Su creación de Moe, el Cojo es todo un espectáculo en sí mismo que exige ser
visto por cualquier aspirante a actor. Aunque la película parece marcar tan
nítidamente la conducta y la moral de la pareja protagonista, lo cierto es que
hay suficientes matices y claroscuros para impedir que el maniqueísmo se
apodere de la trama. Considerada como una víctima sexual fácil al comienzo de
la película, el gánster acabará enamorándose como jamás pensó que llegaría a
hacerlo; y ella, que vendió su cuerpo y su alma por el triunfo artístico sabe
que ha de pagar la deuda que contrajo, aunque de esa unión de intereses tan
divergentes solo podía crecer la flor hedionda del desengaño y la culpa, como
sucede. Cuando, después de una carrera de éxitos, Etting acaba llegando al
mundo del cine y se reencuentra con el amor que despreció en los inicios de su
carrera, se desata el drama común de los celos del marido despreciado, quien ni
siquiera duda en recurrir a las armas para quitarse al rival de en medio.

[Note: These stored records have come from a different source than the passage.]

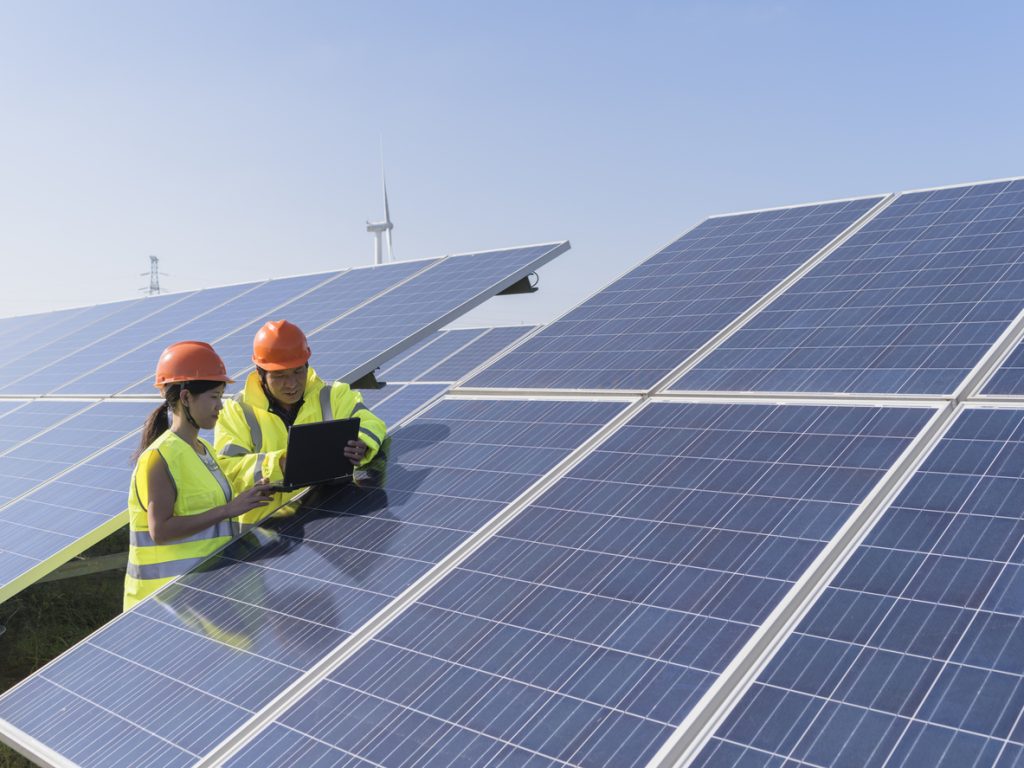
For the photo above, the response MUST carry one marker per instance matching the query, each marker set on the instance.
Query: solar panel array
(65, 463)
(753, 505)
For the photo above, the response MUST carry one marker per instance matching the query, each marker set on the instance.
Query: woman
(180, 504)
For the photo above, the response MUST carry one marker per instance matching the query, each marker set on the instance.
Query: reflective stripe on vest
(327, 414)
(197, 489)
(164, 569)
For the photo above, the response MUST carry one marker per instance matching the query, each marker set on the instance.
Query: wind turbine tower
(379, 228)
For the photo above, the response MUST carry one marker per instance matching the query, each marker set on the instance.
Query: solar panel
(88, 357)
(396, 401)
(24, 423)
(318, 307)
(475, 353)
(912, 654)
(57, 520)
(167, 681)
(133, 372)
(587, 628)
(647, 323)
(441, 345)
(92, 427)
(1009, 379)
(74, 333)
(363, 340)
(909, 304)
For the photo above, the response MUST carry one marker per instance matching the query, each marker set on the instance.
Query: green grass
(45, 620)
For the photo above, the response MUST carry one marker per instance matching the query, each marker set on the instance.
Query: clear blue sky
(239, 140)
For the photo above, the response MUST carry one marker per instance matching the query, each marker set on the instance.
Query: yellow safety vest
(152, 565)
(251, 439)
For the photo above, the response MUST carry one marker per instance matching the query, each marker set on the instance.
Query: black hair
(158, 422)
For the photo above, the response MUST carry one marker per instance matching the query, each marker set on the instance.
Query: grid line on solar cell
(617, 694)
(460, 443)
(924, 642)
(909, 304)
(647, 323)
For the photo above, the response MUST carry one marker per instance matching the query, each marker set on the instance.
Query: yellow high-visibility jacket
(251, 439)
(152, 565)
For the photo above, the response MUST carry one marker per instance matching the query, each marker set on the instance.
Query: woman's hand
(354, 451)
(249, 500)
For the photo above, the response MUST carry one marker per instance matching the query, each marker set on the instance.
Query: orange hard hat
(189, 360)
(280, 345)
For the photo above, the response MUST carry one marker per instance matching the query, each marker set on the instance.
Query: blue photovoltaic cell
(133, 372)
(49, 521)
(909, 304)
(913, 655)
(29, 333)
(80, 331)
(442, 345)
(585, 631)
(316, 308)
(475, 354)
(356, 344)
(639, 329)
(394, 401)
(32, 418)
(1009, 379)
(29, 464)
(185, 668)
(103, 350)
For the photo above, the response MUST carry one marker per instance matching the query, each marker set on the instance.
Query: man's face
(287, 386)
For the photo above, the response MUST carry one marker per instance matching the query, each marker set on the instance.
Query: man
(284, 390)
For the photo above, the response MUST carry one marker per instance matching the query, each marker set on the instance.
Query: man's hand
(354, 451)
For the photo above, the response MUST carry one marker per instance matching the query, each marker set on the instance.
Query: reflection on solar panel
(912, 656)
(364, 339)
(590, 625)
(170, 679)
(643, 326)
(907, 305)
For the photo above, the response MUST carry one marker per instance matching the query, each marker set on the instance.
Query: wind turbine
(380, 227)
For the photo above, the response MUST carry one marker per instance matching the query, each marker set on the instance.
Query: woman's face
(205, 407)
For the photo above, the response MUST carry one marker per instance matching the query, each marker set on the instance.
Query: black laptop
(315, 454)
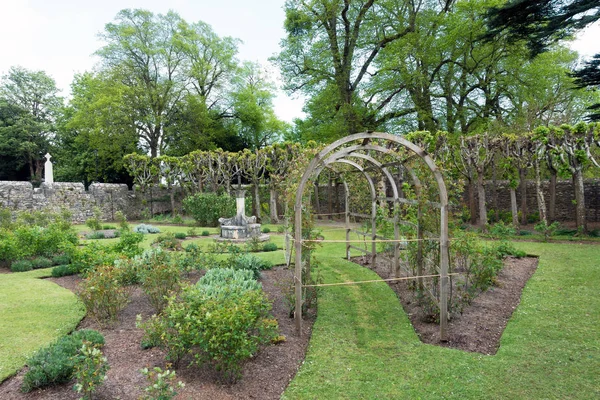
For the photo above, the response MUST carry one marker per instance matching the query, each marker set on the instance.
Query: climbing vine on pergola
(392, 166)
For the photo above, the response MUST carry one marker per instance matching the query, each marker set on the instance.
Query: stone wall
(109, 197)
(565, 197)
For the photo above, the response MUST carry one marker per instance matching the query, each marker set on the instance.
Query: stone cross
(48, 173)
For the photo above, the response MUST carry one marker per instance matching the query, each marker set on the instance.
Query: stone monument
(48, 173)
(240, 227)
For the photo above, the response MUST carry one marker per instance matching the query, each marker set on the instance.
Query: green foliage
(89, 370)
(102, 294)
(41, 262)
(121, 218)
(95, 235)
(547, 230)
(207, 208)
(247, 262)
(500, 230)
(21, 266)
(222, 332)
(269, 247)
(64, 270)
(54, 364)
(167, 241)
(159, 282)
(61, 259)
(145, 228)
(160, 384)
(129, 243)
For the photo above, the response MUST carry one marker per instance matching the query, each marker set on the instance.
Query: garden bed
(263, 377)
(479, 327)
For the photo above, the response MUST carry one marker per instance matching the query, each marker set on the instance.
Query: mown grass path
(364, 347)
(33, 313)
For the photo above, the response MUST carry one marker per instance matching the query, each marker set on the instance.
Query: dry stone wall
(109, 197)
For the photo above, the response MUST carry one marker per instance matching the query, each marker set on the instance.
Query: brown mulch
(480, 325)
(265, 376)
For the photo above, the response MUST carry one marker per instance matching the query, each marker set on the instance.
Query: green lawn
(363, 345)
(33, 313)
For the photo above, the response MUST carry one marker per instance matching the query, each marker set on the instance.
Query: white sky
(60, 36)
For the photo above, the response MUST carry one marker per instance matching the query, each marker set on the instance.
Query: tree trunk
(580, 200)
(552, 199)
(317, 201)
(273, 206)
(256, 202)
(513, 207)
(472, 206)
(481, 195)
(540, 195)
(495, 192)
(523, 185)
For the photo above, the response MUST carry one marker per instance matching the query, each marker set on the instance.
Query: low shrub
(146, 228)
(167, 241)
(102, 295)
(207, 208)
(159, 282)
(129, 243)
(63, 270)
(21, 266)
(89, 370)
(222, 333)
(55, 364)
(160, 384)
(270, 247)
(95, 235)
(41, 262)
(61, 259)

Como
dijo la cantante en el juicio contra su ex, pues se divorció de él: “Moe nunca
dormía sin una pistola bajo la almohada”. El drama matrimonial es también, en
realidad, un drama de personalidades que compiten por exhibir el triunfo
profesional y social. Mientras Moe triunfa llevando la carrera de ella, ella lo
desengaña y lo enfrenta a la verdadera realidad: ¿Qué es él sin ella, que ha
conseguido por sí mismo? Doris Day, una
cantante de buen gusto, demuestra una vez más que, contra ciertas etiquetas
malévolas, era un pedazo de actriz como la copa de un pino, como ya vi que lo
era en esa envenenada comedia que es Pijama
para dos, de Delbert Mann, que vuelve a aparecer en esta crítica… (¿Se me
nota mi Mannía…?), y como lo acabo de ver en esta, donde exhibe un abanico de
recursos que convence a los espectadores del aciago destino de su mal negocio
vital, por más que consiguiera un éxito que, como las armas, suele cargarlos el
diablo, y más cuando con él se negocia el conseguirlo. Pareja extraña, Snyder y
Etting que bien merecían un película como esta, por más que se renuncie a
ciertos entresijos de la historia real que, por fuerza, por mor de las elipsis, han de quedar fuera
de las dos horas largas a que se va la película, para gozo del espectador, por
supuesto. Las canciones son las propias que forjaron la carrera de la Etting,
cuya voz original oigo en estos momentos en que escribo, con ese encanto del
cri cri de las viejas grabaciones, pero si he de destacar alguna interpretación
de Doris Day quizá me quede con Ten cents
a dance, que resume su historia personal con el gánster, pues él la conoce
en una sala de baile en la que las dancistas habían de protegerse de los
intentos de propasarse de quienes adquirían los tíquets para bailar con ellas
en los tiempos de la postdepresión, lo que en España se llamaban “tanguistas”. Estamos, pues, ante una película
“al viejo estilo”, de poderosa imaginación visual y con unas interpretaciones
de esas que, como solemos decir, “ya no se estilan”.